Mar 31, 2010

A little bit about sleep and insomnia

There's a more obvious interpretation of why puzzle-solving improves with REM sleep, and why the mania of those who don't have REM sleep can't seem to shift easily into their own personalised, independent ways of thinking. During the day we are constrained mentally and physically by the orthodoxy of the social reality ( I wrote about this 'Landscape' of activity in my book, Essential Personalities, and why ....).  During REM sleep, only about 80% of which, incidentally, can be associated with dreaming, the body is cut-off from this orthodoxy and starts to re-establish independent thought.
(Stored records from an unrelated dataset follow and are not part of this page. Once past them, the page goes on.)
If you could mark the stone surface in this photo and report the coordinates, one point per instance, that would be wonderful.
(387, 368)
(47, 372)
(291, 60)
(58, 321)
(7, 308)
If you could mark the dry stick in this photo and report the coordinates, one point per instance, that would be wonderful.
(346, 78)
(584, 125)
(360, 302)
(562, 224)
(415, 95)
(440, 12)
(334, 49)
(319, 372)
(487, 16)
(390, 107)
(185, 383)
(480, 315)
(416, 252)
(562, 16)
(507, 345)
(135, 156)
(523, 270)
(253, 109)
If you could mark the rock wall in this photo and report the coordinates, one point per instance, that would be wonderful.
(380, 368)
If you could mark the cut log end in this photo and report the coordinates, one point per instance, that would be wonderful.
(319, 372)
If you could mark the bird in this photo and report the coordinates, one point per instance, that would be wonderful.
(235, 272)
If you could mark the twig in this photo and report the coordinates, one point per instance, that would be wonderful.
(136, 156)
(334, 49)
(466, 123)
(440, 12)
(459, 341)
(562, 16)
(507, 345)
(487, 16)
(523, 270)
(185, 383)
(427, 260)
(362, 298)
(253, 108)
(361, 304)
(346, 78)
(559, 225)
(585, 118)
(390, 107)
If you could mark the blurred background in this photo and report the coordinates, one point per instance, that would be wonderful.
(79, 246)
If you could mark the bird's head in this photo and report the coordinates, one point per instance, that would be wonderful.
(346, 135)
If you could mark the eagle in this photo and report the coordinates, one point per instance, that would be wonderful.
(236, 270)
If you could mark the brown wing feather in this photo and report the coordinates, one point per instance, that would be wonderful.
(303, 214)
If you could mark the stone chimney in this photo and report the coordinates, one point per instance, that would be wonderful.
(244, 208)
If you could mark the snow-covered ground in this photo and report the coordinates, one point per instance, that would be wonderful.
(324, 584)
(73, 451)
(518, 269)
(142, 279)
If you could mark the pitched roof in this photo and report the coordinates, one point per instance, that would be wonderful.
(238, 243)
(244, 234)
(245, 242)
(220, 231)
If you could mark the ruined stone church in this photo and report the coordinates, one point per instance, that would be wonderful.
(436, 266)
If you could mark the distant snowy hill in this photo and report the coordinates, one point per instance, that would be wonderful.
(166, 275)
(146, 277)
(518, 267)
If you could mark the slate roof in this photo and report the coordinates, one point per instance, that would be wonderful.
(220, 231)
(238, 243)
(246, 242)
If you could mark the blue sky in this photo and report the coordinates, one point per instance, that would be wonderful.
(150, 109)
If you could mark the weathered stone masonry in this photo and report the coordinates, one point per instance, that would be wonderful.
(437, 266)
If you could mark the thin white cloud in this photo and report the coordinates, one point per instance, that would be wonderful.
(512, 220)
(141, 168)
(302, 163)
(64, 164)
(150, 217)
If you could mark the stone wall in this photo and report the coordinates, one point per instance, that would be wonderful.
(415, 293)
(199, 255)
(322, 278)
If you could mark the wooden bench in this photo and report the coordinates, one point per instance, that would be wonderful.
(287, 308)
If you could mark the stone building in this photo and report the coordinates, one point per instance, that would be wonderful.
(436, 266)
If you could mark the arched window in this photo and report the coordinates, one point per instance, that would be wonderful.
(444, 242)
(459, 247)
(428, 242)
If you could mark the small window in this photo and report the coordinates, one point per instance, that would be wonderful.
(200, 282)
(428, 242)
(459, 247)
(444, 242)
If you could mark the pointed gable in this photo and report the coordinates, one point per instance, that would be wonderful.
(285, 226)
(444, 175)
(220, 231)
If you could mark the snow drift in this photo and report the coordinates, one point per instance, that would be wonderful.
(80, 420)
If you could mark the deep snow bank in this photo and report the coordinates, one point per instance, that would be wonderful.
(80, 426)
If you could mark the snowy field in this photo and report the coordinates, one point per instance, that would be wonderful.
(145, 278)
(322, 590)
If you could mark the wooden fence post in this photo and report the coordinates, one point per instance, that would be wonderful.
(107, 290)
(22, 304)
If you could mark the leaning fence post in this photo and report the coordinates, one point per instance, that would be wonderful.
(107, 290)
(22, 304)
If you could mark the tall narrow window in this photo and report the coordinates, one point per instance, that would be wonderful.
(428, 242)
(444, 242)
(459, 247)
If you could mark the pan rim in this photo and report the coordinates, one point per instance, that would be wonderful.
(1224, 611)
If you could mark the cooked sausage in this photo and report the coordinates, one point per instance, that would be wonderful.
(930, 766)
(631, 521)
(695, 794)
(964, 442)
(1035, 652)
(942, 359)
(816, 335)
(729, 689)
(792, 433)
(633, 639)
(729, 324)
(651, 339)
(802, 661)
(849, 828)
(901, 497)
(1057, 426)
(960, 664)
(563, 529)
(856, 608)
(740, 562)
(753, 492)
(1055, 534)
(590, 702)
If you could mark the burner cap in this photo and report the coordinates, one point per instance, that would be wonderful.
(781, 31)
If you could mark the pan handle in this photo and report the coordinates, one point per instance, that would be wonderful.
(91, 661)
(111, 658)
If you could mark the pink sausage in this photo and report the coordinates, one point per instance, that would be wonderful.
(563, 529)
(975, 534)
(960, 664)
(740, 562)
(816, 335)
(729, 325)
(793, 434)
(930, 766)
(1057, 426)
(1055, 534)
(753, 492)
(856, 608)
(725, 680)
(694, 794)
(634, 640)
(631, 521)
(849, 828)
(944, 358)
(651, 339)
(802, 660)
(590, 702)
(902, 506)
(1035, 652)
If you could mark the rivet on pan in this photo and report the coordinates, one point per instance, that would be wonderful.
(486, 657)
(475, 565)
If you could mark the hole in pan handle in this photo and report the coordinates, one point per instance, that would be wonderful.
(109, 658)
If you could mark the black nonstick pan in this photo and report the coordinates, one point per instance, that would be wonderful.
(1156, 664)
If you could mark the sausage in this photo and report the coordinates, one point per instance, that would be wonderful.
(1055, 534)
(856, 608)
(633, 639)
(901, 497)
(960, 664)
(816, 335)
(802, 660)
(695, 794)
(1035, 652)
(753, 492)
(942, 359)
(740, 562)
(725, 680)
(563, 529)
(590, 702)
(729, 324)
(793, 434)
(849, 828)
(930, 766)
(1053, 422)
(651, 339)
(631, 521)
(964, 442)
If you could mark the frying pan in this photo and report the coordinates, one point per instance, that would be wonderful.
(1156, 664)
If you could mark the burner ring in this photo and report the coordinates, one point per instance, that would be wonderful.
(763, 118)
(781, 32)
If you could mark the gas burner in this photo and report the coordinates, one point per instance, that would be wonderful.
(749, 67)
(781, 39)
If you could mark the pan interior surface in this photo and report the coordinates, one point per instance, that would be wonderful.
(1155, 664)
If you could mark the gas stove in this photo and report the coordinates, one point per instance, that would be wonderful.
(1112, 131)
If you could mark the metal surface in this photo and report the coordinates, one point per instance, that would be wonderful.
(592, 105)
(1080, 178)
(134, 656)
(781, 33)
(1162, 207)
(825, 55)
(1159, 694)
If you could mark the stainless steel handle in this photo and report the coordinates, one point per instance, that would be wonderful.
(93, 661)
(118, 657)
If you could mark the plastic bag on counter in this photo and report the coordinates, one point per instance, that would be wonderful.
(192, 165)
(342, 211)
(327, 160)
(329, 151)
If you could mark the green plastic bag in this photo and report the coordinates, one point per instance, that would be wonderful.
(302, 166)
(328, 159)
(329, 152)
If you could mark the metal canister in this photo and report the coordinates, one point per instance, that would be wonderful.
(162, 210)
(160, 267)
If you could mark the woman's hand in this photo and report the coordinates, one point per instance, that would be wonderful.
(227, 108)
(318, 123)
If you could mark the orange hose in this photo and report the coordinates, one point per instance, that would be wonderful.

It's not that we are more clever after REM sleep, it's that we are less inhibited.

There's a good clue that REM sleep embodies rehearsals of waking activity: the body becomes rigid, while remaining open to sense data.  This rigidity would be required to prevent the REM sleeping person from acting out his waking activities as his brain re-capitulates them, and at the same time remaining alert to problems in the environment.

I'm not at all sure that sleep researchers are really moving in the right direction when they concentrate on cognitive features at the expense of personality.  Sleep-deprivation causes more personality disorders than just about anything else.  It is more clearly connected to the juncture of our overal personality with the social world in which we are embedded.